Diego Decarli, Responsabile della Comunicazione per il ritiro del Napoli, nonché Responsabile della Comunicazione per l’Universiade invernale del Trentino Alto Adige del 2013, è stato intervistato dalla TGR Campania in merito all’Universiade 2019 attualmente in corso.

"Il Trentino ebbe poco più di un anno per allestire le Universiadi invernali e in quella occasione la Regione Trentino si fece trovar pronta e i giochi si disputarono regolarmente. Quell’ edizione dell’Universiade vide l’urgenza della brevità, cosa che ha portato a un nuovo criterio di scelta, lo stesso che si è visto a Napoli: il riutilizzo e l’ ammodernamento di impianti già esistenti. Ogni anno di grandi eventi si recuperava quello che esisteva. Il nostro stadio ad esempio, viene al momento utilizzato per gli allenamenti del Napoli in ritiro, ma serve anche alla nostra squadra che è in Prima Categoria. I costi di gestione si abbassarono e si creò una visione nuova al CIO e alla FISU: capire che non si poteva ‘creare’ ogni anno altrimenti la bolla sarebbe implosa. Oggi le politiche tendono a collocare i giochi in territori con impianti da adattare a esigenze e la figlia di questo è l’Olimpiade invernale prossima: il riutilizzo degli impianti.

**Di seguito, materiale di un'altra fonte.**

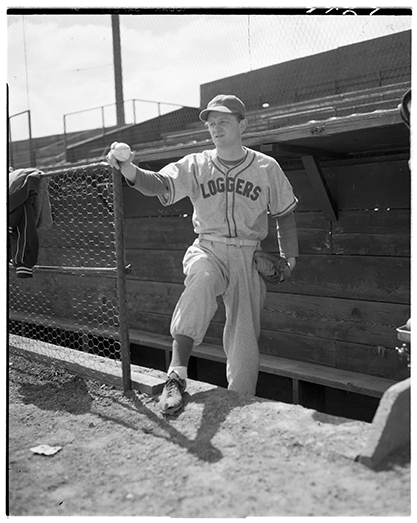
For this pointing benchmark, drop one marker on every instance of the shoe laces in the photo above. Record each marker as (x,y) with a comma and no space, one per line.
(173,384)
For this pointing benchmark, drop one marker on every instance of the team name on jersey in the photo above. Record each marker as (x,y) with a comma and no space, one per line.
(239,186)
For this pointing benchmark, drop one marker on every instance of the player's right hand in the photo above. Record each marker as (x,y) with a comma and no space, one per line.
(114,162)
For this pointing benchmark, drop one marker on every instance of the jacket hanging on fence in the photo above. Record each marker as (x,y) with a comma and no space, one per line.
(28,211)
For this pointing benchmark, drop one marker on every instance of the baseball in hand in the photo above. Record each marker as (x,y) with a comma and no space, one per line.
(122,152)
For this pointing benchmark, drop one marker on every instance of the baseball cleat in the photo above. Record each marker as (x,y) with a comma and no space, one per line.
(171,398)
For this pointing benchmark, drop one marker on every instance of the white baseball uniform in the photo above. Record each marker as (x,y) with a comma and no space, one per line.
(231,206)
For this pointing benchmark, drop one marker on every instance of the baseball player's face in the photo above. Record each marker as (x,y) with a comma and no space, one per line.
(225,129)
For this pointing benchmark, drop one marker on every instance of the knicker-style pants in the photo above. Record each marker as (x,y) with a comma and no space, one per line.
(214,269)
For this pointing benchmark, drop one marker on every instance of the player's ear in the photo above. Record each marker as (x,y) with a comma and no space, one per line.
(243,124)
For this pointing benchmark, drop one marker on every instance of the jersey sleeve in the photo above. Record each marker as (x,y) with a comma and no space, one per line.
(282,198)
(180,180)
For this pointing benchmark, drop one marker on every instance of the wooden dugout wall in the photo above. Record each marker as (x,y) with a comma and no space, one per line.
(349,291)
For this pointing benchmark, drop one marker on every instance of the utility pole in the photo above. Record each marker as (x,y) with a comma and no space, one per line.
(118,77)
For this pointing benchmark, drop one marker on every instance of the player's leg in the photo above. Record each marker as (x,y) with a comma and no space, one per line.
(243,301)
(196,307)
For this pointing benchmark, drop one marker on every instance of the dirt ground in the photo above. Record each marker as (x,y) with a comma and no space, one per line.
(223,456)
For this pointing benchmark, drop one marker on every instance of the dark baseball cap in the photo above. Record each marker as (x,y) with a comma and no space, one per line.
(224,103)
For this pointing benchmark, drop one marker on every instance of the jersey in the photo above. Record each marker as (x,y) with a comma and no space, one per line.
(230,201)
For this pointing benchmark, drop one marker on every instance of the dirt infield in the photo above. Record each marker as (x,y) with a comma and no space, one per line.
(223,456)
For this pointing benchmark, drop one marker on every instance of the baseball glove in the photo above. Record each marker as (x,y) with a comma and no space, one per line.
(272,267)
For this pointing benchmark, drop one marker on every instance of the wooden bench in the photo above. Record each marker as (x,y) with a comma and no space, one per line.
(296,371)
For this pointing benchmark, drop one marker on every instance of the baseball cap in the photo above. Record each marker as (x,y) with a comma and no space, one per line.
(224,103)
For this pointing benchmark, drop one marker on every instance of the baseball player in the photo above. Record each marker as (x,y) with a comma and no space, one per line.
(232,188)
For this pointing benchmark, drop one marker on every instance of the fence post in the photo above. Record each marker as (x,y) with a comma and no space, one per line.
(121,278)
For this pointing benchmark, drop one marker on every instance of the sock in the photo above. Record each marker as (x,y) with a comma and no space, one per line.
(180,371)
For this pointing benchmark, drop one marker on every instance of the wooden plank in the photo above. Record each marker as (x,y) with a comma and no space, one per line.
(89,366)
(381,232)
(372,244)
(372,221)
(152,233)
(373,278)
(320,187)
(379,360)
(364,322)
(384,279)
(379,185)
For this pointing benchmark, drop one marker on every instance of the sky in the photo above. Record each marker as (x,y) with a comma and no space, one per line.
(60,66)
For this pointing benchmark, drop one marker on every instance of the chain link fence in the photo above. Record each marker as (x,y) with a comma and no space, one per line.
(71,306)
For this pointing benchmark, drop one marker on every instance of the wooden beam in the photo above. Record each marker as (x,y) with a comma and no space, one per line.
(301,150)
(320,187)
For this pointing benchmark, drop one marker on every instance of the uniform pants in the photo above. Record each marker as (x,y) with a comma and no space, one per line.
(214,269)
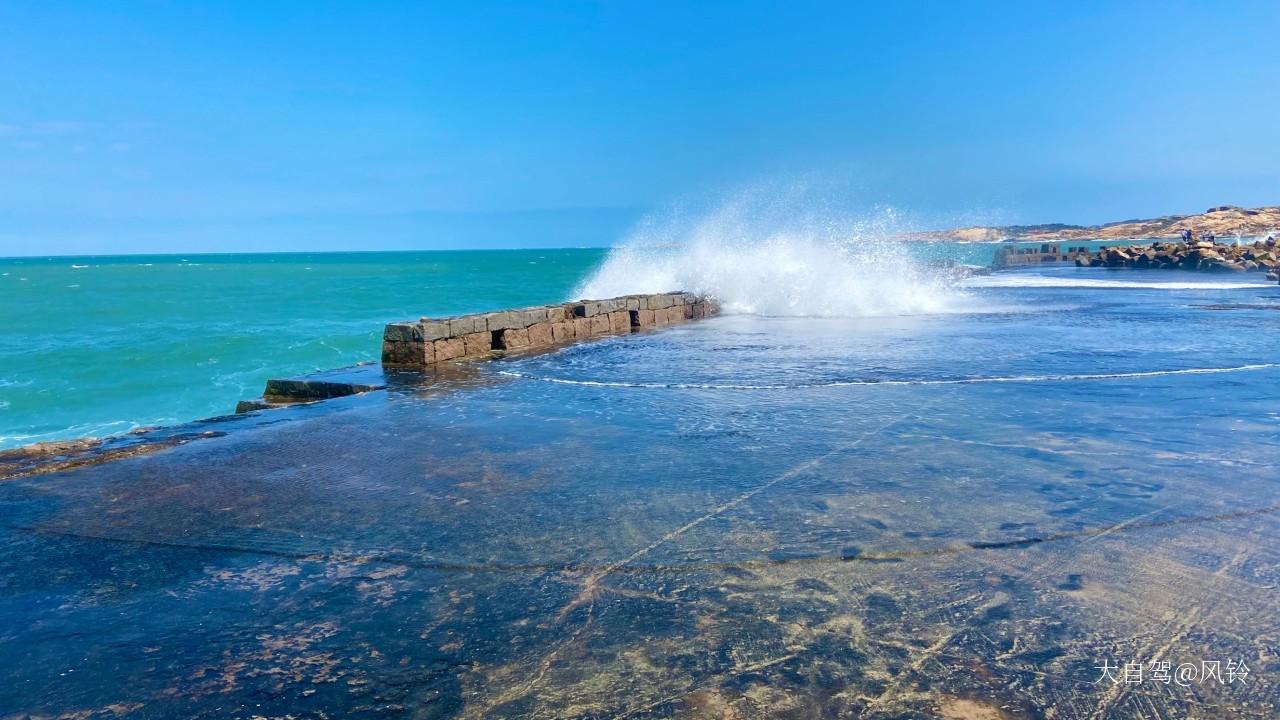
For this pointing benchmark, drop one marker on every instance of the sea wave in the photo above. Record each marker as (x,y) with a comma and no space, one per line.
(1065,377)
(778,253)
(1047,281)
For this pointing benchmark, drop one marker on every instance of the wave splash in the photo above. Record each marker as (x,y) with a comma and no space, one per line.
(776,253)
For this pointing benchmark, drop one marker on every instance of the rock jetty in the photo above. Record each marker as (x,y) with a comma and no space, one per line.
(432,341)
(1202,256)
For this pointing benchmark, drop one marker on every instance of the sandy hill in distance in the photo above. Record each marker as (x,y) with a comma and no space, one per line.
(1224,220)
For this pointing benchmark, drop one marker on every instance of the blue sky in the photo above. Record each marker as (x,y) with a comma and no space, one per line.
(188,126)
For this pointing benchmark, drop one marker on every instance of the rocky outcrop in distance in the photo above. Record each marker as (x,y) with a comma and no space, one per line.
(1223,220)
(1205,256)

A sei anni di distanza il bilancio dall’Universiade invernale del 2013 è una eredità importante: mi auguro che anche Napoli e la Campania la recepiscano: utilizzare quegli impianti dove si praticano quelle discipline serve a farle crescere, a creare pubblico. Un impianto professionale attira nuovi utenti e fa crescere la disciplina. Da noi è successo così. Lo stimolo è mentale anche per gli organizzatori”.